Usure du temps oblige, les témoignages des anciens combattants de la guerre d’Espagne deviennent rares et s’avèrent parfois problématiques.

Le témoignage de Franscico Garcia Berrea a été retrouvé par son fils dans les affaires de famille en 2010, soit 11 ans après le décès de son père. Composé initialement de plusieurs cahiers, le journal a été retravaillé (recomposé et coupé) par son fils, aidé d’un universitaire spécialiste de l’Espagne, Jean Franco. Ce manuscrit intéressant sur les combats pendant la guerre civile espagnole laisse en suspens des interrogations sur les conditions de sa rédaction et la recomposition initiale effectuée par l’auteur. Le journal permet de suivre le père de Salvador Claude Garcia de son enfance jusqu’à la Retirada et l’exil en France.

 

Terre sans pain et guerre civile

Franscico Garcia Berrera est né en 1908, dans une famille de paysans andalous. Ils vivent sur ces terres sans pain, magnifiquement illustrées au cinéma par Luis Bunuel. Franscico garde les troupeaux. Il apprend à lire et à écrire alors qu’il ne va pas à l’école. Obligé de faire son service militaire, il tente de devenir policier sans que l’on ne sache ni pourquoi, ni comment, puisque les débuts du journal ont été malheureusement un peu trop coupés. Devenu saisonnier, il rejoint le syndicat des ouvriers agricoles de tendance anarcho-syndicaliste, la Confédération nationale du travail. Lors du pronunciamiento du 18 juillet 1936, après deux jours de combats contre les franquistes, il quitte sa région natale après avoir tenté, en vain, de défendre son village. Pour échapper à la Guardia civile, il se cache, évite une arrestation et certainement une exécution sommaire en juillet 1936, entamant une marche folle de plusieurs dizaines de kilomètres.

 

Guerre sans fin

Il prend place dans les milices républicaines à Ronda dans la province de Séville puis part combattre sur le front. Il passe une grande partie de l’hiver 1936-1937 au sud de Malaga.
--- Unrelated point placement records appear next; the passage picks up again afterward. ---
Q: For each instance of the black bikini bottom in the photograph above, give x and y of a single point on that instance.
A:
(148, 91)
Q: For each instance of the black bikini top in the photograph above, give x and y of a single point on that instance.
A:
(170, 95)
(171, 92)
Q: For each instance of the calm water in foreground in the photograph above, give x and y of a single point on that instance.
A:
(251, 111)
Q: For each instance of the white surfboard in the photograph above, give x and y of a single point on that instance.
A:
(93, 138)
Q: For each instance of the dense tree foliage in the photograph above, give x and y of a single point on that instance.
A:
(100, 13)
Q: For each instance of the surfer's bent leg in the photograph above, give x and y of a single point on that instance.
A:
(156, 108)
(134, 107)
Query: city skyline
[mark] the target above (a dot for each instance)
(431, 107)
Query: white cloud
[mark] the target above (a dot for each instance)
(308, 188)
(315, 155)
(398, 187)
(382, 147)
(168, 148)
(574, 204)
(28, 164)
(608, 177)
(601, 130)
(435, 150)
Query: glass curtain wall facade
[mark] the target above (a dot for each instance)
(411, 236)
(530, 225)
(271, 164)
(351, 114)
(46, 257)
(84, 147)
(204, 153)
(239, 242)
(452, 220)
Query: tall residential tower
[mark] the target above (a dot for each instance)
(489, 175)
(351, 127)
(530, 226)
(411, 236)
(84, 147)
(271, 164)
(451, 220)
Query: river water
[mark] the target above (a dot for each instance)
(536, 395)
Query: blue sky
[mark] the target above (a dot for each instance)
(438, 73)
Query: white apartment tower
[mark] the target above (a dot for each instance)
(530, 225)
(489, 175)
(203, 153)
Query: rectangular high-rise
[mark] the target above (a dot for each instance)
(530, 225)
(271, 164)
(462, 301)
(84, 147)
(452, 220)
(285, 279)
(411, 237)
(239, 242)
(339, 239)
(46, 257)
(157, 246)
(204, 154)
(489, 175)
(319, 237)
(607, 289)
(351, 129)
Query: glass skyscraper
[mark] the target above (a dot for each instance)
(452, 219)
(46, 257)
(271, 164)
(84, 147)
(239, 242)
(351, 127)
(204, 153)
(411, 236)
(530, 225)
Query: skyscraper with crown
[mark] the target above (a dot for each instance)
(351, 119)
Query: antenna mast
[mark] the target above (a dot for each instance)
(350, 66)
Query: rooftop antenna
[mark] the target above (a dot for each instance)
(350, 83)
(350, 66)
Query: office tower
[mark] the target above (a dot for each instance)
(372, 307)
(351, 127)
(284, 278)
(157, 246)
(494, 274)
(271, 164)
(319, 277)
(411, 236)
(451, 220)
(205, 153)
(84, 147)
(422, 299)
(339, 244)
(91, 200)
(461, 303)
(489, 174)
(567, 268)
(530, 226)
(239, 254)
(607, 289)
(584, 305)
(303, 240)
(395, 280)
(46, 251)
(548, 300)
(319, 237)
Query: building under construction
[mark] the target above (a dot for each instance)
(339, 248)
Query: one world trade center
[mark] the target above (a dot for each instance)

Il décrit les phases d’attente des miliciens avant les combats et la rigueur de l’attente. La progression des nationalistes oblige son bataillon à quitter Malaga jusqu’à Motril, où il est blessé, sans qu’il soit possible de connaître la date exacte. De même, des questions surgissent ; il dit être envoyé à Madrid où il est incorporé dans l’armée régulière. Les éditeurs du journal auraient pu souligner que les milices ont été dissoutes depuis novembre 1936 et incorporées à l’armée régulière. Après un séjour dans la capitale, il reprend sa place sur le front andalou avant d’être envoyé sur celui d’Aragon. Il participe à la grande offensive de l’Ebre et est l’un des derniers à tenter de franchir le fleuve en 1938 mais son corps d’armée est repoussé côté catalan. Toute la fin de l’année 1938 constitue une forme d’attente d’un combat qui semble perdu d’avance face à la puissance de l’armée franquiste. En mars 1939, il connaît la retraite, les camps des Pyrénées. Il est interné à Barcarès puis transféré à Argelès, avant d’être libéré.

 

Zones d’ombre

Le livre est surtout un carnet de notes, analysant les combats, et un témoignage sur ses camarades tombés au front. Il montre la violence de la guerre civile et les massacres que subissent les Républicains. Il existe peu de passages sur la vie politique en Espagne, excepté la détestation des commissaires politiques communistes. Si Francisco Garcia Barrera décrit les espoirs d’un peuple en armes qui s’est levé contre la tyrannie un matin de juillet 1936, le journal aurait mérité un appareil critique digne de ce nom incorporé au texte plutôt qu’une note explicative finale mêlant des généralités et des informations plus ou moins précises. La publication de ce journal laisse plus d’interrogations qu’elle n’apporte de réponses, ce qui est dommage au vu de l’itinéraire du diariste. De même, s’il est possible de sentir que les textes ont été écrits après les faits, il est impossible d’avoir une idée précise des conditions de sa rédaction rendant son exploitation difficile.